Em Tár, Todd Field constroi uma narrativa densa e desafiadora, um mergulho profundo na vida da renomada maestrina Lydia Tár, interpretada com precisão por Cate Blanchett. Diferente da maioria dos filmes atuais, que expõe minuciosamente o contexto e os detalhes de seus personagens, Tár desafia o público a decifrar Lydia por meio de fragmentos e nuances. Ao longo da obra, Field valoriza a paciência e a concentração do espectador, convidando-o a descobrir a complexa personalidade da protagonista de maneira orgânica, o que contribui para a intensidade da experiência.
A história não segue um enredo convencional, focando-se menos na trama e mais em desvendar as camadas da personalidade de Lydia. Field não esclarece cada detalhe sobre o passado e as motivações da maestrina, o que é uma escolha acertada, já que o objetivo é provocar uma reflexão sobre o que significa alcançar o topo e os sacrifícios, ou concessões, feitos ao longo do caminho. Ao final, ficamos com uma visão instigante, porém incompleta, da personagem, mas essa ambiguidade é exatamente o que fortalece o filme.
A caracterização de Lydia Tár é tão convincente que pode enganar o espectador a ponto de acreditar que ela realmente existiu. Field cria uma figura com tantos traços de verossimilhança que Lydia parece ter saído de uma biografia não autorizada. A introdução do filme, com Lydia sendo entrevistada em um festival, estabelece a personagem com um pé na realidade, enquanto a atuação de Blanchett confere credibilidade e profundidade a essa protagonista fictícia.
Lydia é uma figura central na música clássica mundial, uma artista de temperamento forte e ambição inabalável. Seu currículo é impressionante, com prêmios e conquistas que poucos podem igualar, mas os desafios pessoais e éticos aos quais ela se submete começam a afetá-la à medida que a história avança. Suas relações complicadas, como com a jovem violoncelista Olga e sua esposa Sharon, se desenrolam como peças fundamentais em sua eventual queda. Esses conflitos expõem Lydia como uma figura humana vulnerável e imperfeita, tornando-se um alvo fácil na era da exposição digital.

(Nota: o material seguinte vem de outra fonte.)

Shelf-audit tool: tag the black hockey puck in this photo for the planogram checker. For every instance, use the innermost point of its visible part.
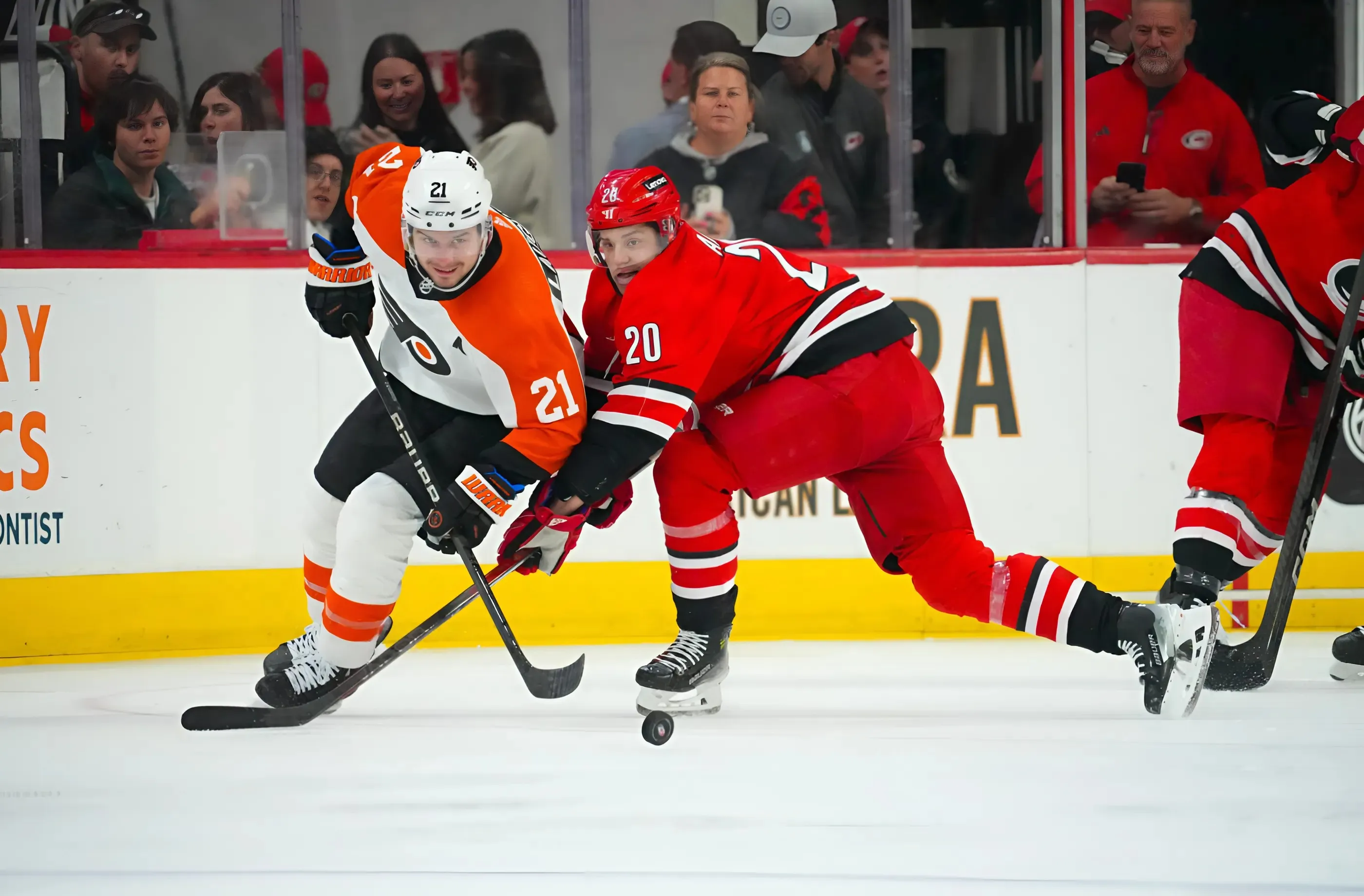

Cate Blanchett oferece uma performance impressionante apresentando uma versão de sua personagem que foge das reações exageradas e investe em sutilezas e pequenos gestos. Blanchett explora cada faceta de Lydia sem apelar para o melodrama, provando por que é uma das atrizes mais talentosas de sua geração. A profundidade de sua atuação é tanta que Blanchett realiza as cenas de regência e piano por si mesma, permitindo a Field e ao diretor de fotografia Florian Hoffmeister capturar tomadas longas e ininterruptas, que aumentam a intensidade das cenas.
O elenco de apoio em Tár é um complemento essencial à narrativa, proporcionando contrapeso à atuação intensa de Blanchett. Nina Hoss e Noemie Merlant interpretam personagens que refletem as camadas mais humanas e falhas de Lydia, enquanto a jovem Sophie Kauer, em sua estreia como atriz, traz frescor ao filme. Cada ator, cuidadosamente escolhido, contribui para a construção de um universo onde a genialidade e as fraquezas se encontram.
O filme exibe uma confiança rara em sua narrativa e protagonista, recusando-se a apressar ou simplificar a trama para captar a atenção do público. Tár caminha em seu próprio ritmo, assumindo que nem todos se renderão à sua história. Contudo, para aqueles que embarcam, o filme oferece uma visão envolvente e perturbadora do universo artístico, revelando o que existe por trás das conquistas e da fama. Field traz de volta a atmosfera de seus filmes anteriores, com uma abordagem cuidadosa e sem pressa, ecoando uma época em que o cinema era uma experiência mais introspectiva.
Com mais de duas horas e meia de duração, Tár passa de forma surpreendentemente rápida, resultado da qualidade imersiva da narrativa. Não é uma história real, mas sua honestidade emocional e intelectual a torna mais verossímil do que muitos filmes biográficos por aí. A complexidade de Lydia e a frieza com que ela lida com seu círculo pessoal fazem deste filme uma obra que explora não apenas o sucesso, mas as sombras que o perseguem.